Agency/Department

FLC Region

Security Lab

No

Address

4555 Overlook Avenue S.W.
Washington

(P)

202-767-3083

Description

FUNCTION: Enables scientists to measure the infrared (IR) signature of scale aircraft or ship models in a controlled environment, to test the effectiveness of new signature suppression coatings, and to validate IR signature codes against range imagery. Simulates the IR environment from sea level to 30,000-ft altitudes, and provides viewing angles representative of standard IR threats, versatile control of scale model temperatures and orientations, and a low-cost alternative to IR field testing.

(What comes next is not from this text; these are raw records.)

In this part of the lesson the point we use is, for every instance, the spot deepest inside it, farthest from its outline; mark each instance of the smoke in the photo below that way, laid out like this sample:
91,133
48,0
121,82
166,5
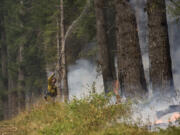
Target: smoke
81,78
145,111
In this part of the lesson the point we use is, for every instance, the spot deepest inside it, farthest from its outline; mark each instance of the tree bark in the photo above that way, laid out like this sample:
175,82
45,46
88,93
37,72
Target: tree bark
63,55
4,63
159,48
102,41
59,90
131,73
21,92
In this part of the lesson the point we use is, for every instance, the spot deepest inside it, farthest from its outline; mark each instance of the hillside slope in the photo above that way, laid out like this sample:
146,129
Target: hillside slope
89,116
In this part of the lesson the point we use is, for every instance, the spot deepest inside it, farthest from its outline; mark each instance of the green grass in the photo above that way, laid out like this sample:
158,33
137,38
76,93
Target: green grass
93,115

DESCRIPTION: The NRL Infrared Range Facility is a unique national user facility that serves the IR signature community. The range is a 14-ft-diameter, temperaturecontrolled, cylindrical enclosure that is treated withhigh-emittance coatings on the inner walls. The enclosure is surrounded by a 20-ft-diameter thermal chamber. Test articles are inserted through the roof of the chamber and can be viewed over a range of elevation angles from -20° to +45°. The test article itself can be rotated through ±180°, tilted through ±45°, and temperaturecontrolled through a variety of heaters and temperatureconditioned fluids. A midwave infrared (MWIR) source is available for semiquantitative solar simulations. The dry air atmosphere within the chamber has a dewpoint of approximately -70 °C and a CO 2 level of below 1 ppm. Low CO 2 levels are needed to minimize absorption in the CO2 absorption doublet near 4.2 μm. The low dewpoints are needed to minimize frost formation on the chamber walls when configured for high-altitude conditions (long-wavelength infrared, LWIR). The chamber walls used to simulate the zenith sky can attain temperatures as low as -110 °C. The sky panels are coated with a new type of flocked black coating with a hemispherical reflectance below 0.2% throughout the IR. Without such a coating, the thermal radiation from the warm Earth panels would reflect from the sky panels and overwhelm the emitted radiation from the sky.

INSTRUMENTATION: State-of-the-art focal plane array cameras, low-temperature blackbodies, hemispherical directional reflectometers, and laser-based scatterometers for measuring the bidirectional distribution function.